A post by Chris Flood, second of two posts in which City UCU members explain their position on the EU referendum.

The EU is an economic and political bloc acting in the interests of big business in Europe. While it is true that, particularly during the Thatcher era, the EU sometimes seemed to represent a softer form of capitalism, and some legal protections for workers were made through it, this era of so-called ‘social Europe’ is well and truly over. The EU now is at the forefront of globally applied austerity measures, and attacks on workers’ rights.

Even as the referendum debate is taking place EU representatives are locked in secret discussions with US representatives over removing “barriers to trade” between nations. Such ‘barriers’ include health and safety legislation and preservation of what remains of the public sector. The King’s Fund has recently stated that the NHS could not be exempted from EU procurement or competition rules, meaning it must be privatised.

Some trade union leaders’ support for the EU on the spurious grounds of defending workers’ rights ironically comes soon after the TUC and most of the trade union leaders failed to lift a finger to stop the Tory government ripping up the right to strike of millions of British workers with the Trade Union Act. That weakness and indecision is the real threat to British workers, not Britain withdrawing from the bosses’ trading club.

The EU is not internationalist either as we might like it to be. The EU is not Europe. On the contrary, the EU is a ‘Fortress’, doing everything it can – (including allowing refugees to drown in the Mediterranean) – in order to prevent those fleeing for their lives from Syria and elsewhere being able to enter the EU.

Nor does not the EU foster European solidarity within its borders; rather it increases tensions between different nations. It is a capitalist project attempting to impose unity between nations from above, in the interests of the capitalist classes of Europe, particularly the most powerful nations. It is increasingly neoliberal in its economics and undemocratic.

Over the last eight years the institutions of the EU – the hated ‘troika’ – have imposed terrible austerity and privatisation on the economically weaker countries of the EU – above all Greece, but also Portugal, Ireland, Cyprus, Latvia, Romania and others. The governments of these and other EU countries have used EU rules as the excuse for the misery they have imposed on their populations.

Working people have huge common interests over and above their individual nationality. We are all facing the same fight against low pay, casualisation, cuts and privatisation in every country of Europe. Successful movements in one country would have huge support, and be emulated, across the continent. That is why the institutions of the EU were desperate to force the left-led Syriza government in Greece to its knees in order to demonstrate to workers in other EU countries that there was no alternative to endless austerity.
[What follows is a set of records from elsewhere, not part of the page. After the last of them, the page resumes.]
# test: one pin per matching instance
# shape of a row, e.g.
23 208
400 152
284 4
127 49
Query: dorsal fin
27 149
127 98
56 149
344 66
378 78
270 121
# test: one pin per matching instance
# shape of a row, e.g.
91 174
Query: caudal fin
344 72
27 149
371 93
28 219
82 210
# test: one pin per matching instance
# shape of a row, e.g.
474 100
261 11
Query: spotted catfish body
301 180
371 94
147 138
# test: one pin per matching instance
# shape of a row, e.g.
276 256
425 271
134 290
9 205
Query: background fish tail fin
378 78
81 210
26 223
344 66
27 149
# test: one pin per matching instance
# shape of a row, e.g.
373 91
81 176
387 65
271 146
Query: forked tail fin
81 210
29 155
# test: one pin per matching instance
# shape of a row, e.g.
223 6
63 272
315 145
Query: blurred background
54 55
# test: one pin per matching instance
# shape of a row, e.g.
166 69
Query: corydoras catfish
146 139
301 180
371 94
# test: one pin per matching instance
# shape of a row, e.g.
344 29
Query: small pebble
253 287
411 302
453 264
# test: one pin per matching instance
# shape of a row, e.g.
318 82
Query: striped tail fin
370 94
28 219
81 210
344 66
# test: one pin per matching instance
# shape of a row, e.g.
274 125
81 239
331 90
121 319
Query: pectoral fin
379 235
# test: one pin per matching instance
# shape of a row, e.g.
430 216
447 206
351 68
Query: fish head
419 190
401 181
In the next few weeks we will see a surge of support for a new left wing coalition force in Spain – namely PODEMOS (meaning ‘we can’) in combination with Izquierda Unida – the United Left. The reality is under the current EU arrangements – that even this surging new political movement, that is opposing austerity in Spain, will be powerless to act – just as the hugely popular SYRIZA elected government was in Greece. In other words it will be forced to kneel before the demands of the EU, the World Bank and the IMF irrespective of the wishes of the people.

Nothing is certain in the next period we go into. There could be another recession very soon even. Clearly we will have to fight for our living standards even if there is a remain vote or brexit vote. It isn’t beyond our imagination to see a General Election called in the aftermath of the referendum and to see a Corbyn led popular ‘Peoples Government’ being elected.